Brexit and the Global Projection of Soft Power
The televised spring wedding of Prince Harry and Meghan Markle was viewed by 18 million Britons and more than two billion people worldwide — making it one of the most watched events of the decade.
Across social media too, its appeal resulted in more than 3.4 million tweets being sent during the ceremony – hitting a peak of 40,000 per minute during the sermon of American Bishop Michael Curry.
And for UK Inc., the Royal Wedding came at an important moment for the nation.
As the newly minted Duke and Duchess of Sussex settled into their life together, their relationship had been carefully co-opted to promote the United Kingdom around the world in a powerful exercise in soft power and cultural diplomacy.
As the UK prepares for its future outside of the European Union, the importance of soft power increases greatly.
It is critical that a post-Brexit global Britain promote itself not just as a nation of rich heritage and proud tradition but a modern and diverse country that is outward facing and forward looking.

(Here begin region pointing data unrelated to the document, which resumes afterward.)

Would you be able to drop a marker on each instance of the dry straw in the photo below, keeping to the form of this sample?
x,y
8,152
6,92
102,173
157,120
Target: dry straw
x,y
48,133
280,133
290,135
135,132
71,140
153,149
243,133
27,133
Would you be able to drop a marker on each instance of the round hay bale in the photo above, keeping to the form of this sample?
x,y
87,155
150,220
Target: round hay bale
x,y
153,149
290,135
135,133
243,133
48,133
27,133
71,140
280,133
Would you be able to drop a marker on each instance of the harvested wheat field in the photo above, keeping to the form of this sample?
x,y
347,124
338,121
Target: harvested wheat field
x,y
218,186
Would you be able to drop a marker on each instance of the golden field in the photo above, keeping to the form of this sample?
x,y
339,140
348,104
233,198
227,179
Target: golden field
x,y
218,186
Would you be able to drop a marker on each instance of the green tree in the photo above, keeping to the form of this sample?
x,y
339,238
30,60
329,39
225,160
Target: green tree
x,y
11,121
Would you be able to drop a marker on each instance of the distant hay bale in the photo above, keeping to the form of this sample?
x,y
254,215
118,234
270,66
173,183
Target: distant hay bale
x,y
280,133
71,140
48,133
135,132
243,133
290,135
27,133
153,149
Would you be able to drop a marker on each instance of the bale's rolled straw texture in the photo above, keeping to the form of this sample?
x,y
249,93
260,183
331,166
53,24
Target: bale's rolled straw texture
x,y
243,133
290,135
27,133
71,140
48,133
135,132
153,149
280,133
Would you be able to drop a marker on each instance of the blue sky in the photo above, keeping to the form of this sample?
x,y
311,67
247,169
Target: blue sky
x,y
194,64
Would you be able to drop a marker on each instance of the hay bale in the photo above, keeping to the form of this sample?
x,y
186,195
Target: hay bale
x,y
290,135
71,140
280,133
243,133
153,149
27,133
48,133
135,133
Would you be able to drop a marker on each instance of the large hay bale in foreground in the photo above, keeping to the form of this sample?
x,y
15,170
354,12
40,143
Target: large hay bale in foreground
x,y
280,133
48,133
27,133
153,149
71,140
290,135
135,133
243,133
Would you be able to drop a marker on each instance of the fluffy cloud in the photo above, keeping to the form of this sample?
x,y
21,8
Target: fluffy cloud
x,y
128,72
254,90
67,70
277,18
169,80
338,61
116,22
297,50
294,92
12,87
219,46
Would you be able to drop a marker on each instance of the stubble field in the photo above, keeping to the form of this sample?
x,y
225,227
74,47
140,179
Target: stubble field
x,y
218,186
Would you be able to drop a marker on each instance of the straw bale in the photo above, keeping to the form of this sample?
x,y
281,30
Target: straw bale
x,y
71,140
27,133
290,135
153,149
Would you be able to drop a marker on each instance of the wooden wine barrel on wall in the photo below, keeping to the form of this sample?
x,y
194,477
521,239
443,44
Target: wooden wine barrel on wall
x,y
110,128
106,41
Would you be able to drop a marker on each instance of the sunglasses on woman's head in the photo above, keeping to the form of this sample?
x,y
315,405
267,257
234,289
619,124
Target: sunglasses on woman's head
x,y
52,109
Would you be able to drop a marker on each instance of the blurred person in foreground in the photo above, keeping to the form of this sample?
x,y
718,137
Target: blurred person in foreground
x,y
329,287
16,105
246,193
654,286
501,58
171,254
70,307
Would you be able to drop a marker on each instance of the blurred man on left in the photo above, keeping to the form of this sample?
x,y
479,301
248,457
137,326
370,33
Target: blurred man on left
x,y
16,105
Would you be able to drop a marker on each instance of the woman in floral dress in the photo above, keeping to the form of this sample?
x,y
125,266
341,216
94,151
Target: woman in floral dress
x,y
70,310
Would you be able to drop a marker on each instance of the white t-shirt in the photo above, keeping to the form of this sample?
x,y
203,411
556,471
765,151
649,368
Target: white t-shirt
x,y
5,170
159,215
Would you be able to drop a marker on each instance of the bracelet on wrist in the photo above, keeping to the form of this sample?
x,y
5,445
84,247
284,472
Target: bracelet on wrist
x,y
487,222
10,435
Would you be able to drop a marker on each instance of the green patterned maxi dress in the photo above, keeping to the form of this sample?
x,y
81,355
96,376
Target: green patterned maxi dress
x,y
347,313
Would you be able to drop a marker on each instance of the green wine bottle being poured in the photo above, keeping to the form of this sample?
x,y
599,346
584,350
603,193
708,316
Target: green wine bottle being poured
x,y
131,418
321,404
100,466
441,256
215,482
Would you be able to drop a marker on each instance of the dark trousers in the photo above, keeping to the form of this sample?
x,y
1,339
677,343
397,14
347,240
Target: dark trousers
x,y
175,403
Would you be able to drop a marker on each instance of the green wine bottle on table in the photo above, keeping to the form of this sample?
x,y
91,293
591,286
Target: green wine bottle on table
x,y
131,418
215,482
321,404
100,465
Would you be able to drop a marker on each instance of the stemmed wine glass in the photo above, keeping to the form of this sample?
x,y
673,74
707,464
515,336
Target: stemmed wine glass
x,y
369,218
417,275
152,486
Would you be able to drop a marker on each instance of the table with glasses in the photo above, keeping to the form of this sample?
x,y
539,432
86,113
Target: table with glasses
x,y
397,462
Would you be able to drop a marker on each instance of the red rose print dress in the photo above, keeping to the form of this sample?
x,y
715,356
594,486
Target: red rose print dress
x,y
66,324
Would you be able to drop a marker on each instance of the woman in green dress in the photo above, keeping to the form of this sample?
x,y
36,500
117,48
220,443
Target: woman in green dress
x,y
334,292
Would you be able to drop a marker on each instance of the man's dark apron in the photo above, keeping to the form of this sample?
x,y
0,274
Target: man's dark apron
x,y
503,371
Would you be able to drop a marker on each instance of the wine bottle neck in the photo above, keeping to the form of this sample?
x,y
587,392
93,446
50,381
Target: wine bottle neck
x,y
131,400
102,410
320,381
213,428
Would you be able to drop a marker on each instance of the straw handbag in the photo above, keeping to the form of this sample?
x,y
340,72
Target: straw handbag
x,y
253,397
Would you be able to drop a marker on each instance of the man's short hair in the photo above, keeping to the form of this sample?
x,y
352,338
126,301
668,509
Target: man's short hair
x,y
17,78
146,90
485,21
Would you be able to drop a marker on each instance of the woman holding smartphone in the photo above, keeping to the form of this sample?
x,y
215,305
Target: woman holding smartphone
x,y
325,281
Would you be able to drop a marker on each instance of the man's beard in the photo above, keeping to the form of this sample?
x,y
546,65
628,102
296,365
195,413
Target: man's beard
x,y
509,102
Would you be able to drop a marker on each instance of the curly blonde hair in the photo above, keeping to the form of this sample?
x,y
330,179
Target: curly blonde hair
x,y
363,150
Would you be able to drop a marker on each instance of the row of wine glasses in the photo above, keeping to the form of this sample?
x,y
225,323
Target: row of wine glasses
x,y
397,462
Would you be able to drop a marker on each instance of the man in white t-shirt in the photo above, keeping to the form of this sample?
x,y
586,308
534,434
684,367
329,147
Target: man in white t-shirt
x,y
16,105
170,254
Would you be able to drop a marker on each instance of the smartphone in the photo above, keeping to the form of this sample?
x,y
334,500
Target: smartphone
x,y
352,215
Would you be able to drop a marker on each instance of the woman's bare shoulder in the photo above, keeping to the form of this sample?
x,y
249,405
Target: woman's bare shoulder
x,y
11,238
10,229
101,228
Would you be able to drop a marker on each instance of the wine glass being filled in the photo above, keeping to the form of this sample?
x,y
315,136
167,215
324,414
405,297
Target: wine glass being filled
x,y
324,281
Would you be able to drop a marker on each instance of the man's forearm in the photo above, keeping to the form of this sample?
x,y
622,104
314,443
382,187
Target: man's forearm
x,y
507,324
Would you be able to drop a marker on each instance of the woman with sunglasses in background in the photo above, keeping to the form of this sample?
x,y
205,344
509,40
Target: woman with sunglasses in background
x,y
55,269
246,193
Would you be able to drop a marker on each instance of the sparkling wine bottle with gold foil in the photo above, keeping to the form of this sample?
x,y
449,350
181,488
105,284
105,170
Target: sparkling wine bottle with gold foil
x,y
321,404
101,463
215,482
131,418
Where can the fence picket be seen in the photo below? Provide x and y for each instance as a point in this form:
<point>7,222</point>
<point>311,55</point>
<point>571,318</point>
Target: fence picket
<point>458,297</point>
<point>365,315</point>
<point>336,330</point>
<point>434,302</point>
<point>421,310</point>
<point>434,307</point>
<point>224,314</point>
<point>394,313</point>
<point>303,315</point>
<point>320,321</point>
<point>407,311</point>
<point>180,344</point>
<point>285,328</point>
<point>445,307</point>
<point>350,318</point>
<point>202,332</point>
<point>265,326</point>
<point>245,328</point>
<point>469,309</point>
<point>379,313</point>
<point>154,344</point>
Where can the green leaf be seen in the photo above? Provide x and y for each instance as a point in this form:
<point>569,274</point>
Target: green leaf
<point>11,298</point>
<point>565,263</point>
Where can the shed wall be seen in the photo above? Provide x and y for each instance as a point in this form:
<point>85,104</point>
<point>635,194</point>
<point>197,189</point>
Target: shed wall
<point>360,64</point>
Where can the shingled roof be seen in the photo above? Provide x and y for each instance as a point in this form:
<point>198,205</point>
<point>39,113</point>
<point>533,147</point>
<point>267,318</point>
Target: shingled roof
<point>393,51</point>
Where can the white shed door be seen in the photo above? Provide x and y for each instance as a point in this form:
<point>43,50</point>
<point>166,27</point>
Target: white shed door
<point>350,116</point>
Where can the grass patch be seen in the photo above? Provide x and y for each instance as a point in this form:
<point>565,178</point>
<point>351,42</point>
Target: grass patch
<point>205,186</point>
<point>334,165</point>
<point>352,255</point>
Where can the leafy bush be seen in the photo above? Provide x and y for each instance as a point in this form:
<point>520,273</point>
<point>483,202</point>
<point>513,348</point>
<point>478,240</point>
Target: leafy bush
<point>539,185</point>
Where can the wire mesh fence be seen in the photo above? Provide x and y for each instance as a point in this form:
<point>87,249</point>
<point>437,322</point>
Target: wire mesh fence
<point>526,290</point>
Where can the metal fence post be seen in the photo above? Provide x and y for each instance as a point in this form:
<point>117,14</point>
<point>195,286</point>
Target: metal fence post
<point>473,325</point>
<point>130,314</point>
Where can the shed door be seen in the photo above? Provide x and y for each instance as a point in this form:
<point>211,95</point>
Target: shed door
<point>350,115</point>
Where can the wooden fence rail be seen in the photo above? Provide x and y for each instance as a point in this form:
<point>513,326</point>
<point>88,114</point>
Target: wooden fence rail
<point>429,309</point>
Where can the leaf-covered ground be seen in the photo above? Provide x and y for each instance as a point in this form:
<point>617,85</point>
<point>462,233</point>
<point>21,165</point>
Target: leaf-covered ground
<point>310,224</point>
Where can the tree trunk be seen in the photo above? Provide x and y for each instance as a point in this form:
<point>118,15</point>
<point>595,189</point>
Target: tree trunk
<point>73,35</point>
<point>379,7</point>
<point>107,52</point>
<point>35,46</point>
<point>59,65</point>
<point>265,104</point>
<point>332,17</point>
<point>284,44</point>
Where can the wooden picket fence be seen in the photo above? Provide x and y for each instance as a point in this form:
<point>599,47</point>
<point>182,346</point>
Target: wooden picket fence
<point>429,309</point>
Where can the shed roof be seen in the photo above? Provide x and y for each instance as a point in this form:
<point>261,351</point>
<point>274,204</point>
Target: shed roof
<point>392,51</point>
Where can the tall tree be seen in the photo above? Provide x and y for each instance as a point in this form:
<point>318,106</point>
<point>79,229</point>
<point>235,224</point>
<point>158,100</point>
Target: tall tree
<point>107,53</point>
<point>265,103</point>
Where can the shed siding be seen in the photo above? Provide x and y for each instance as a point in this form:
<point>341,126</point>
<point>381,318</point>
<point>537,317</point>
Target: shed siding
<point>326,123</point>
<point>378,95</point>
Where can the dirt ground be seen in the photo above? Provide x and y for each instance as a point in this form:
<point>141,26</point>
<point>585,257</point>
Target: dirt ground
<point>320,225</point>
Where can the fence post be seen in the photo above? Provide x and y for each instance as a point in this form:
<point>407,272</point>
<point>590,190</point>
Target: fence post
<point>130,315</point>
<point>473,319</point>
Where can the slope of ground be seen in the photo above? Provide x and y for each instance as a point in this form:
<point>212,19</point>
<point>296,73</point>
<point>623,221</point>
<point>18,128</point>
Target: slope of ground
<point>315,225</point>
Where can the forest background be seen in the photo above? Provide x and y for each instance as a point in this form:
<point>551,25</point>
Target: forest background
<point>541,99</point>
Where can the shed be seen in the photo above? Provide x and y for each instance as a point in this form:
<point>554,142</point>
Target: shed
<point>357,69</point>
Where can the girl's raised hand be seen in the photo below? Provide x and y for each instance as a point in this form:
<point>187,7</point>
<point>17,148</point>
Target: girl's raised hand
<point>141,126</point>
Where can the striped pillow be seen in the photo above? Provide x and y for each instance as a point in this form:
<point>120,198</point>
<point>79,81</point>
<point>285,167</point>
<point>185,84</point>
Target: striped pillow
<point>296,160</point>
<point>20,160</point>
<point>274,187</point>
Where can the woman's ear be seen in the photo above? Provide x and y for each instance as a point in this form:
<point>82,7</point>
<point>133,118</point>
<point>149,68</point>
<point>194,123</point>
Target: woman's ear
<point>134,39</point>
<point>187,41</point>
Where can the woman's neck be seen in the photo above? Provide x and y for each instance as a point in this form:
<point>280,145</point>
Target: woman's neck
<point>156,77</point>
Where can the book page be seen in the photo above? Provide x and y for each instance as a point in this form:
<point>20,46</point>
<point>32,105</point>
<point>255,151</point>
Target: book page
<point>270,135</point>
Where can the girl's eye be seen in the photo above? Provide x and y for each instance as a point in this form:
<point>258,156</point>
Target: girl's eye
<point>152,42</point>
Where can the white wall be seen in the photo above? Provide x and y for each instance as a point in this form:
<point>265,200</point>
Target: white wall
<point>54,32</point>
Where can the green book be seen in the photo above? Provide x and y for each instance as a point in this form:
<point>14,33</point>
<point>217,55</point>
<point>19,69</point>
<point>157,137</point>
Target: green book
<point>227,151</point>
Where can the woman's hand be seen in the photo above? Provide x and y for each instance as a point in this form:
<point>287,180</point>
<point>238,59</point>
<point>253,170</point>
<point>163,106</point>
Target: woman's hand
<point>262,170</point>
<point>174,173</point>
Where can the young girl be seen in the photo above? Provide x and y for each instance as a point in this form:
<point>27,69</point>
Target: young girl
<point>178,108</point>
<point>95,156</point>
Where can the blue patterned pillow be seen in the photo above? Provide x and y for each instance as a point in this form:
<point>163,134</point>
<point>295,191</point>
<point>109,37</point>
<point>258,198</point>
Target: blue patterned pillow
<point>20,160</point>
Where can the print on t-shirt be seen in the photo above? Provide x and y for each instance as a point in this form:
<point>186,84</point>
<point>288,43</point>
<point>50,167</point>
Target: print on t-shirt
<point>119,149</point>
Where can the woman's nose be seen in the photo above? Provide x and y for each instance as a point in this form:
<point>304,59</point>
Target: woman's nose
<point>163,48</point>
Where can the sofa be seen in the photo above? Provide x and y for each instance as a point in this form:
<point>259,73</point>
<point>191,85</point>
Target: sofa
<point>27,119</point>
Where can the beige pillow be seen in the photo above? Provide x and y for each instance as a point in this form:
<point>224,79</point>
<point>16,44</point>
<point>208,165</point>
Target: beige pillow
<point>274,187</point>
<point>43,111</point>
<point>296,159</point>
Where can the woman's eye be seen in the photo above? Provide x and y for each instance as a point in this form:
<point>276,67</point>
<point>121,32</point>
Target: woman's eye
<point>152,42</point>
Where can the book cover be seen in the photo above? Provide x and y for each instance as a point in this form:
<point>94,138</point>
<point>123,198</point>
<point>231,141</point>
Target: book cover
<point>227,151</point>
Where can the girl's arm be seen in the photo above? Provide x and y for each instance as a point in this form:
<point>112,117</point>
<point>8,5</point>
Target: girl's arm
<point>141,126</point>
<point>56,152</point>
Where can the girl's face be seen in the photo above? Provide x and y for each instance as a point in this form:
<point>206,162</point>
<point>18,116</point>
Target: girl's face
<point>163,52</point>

Just as the Royal Wedding combined a sense of history with glamour and modernity, so Britain will wish to be viewed not just as a nation of Shakespeare, cricket and the Tower of London but also of diverse cultures, creative energies and cutting-edge technologies.
It is this combination of heritage and entrepreneurship; the Government now seeks to promote through its Great campaign and the Modern Industrial Strategy.
Both represent the culmination of years of investment not just in safeguarding and preserving Britain’s powerful past but in preparing for its future.
Gary Rawnsley; Professor of Public Diplomacy in the Department of International Politics at Aberystwyth University, notes: “The key lies in recognising how governments and other political actors “generate” soft power rather than “exercise” it, because soft power is a resource, not an instrument. It is the end result – the consequence – of policies pursued and relationships maintained that further social progress and generate favourable opinions overseas.”
Familiarity is clearly key to soft power, but its real success relies on something more profound that simple messaging – authenticity.
For the UK in particular, our cultural and historical systems are well understood abroad but the real test of creating a new currency of power will also be based on how our political ideas and values impact on the world stage beyond Brexit.
For a country’s credibility and moral authority comes as much from how it behaves as what it says.
How Britain choses to exercise its hard power, as it faces an uncertain future in a turbulent world, will have a profound impact on the effectiveness of its cultural diplomacy.
And true soft power will only be achieved when a nation is clear about its own identity and place in the world and demonstrates consistency in both word and deed.
Historically the use of soft power has come naturally to the UK, but as the uncertainties of Brexit and the difficulties of an inconclusive general election create political turbulence and sow the seeds of self-doubt, it is being outstripped by those more certain of their place in the world, both now and in the future.
In a recent study SoftPower30, by the USC Centre for Public Diplomacy, the UK found itself pipped to the post by France as the number one user of soft power.
It is critical for Britain that the story of Brexit does not become one of a nation pulling up the drawbridge on the world but of a country that has set a course for a bright future as a global trading nation.
The Royal Wedding symbolised the way soft diplomacy can tell that story — not of a divided nation torn between its past and its future but of a country prepared to build on its rich values and history as it forges new friendships and partnerships through Brexit and beyond.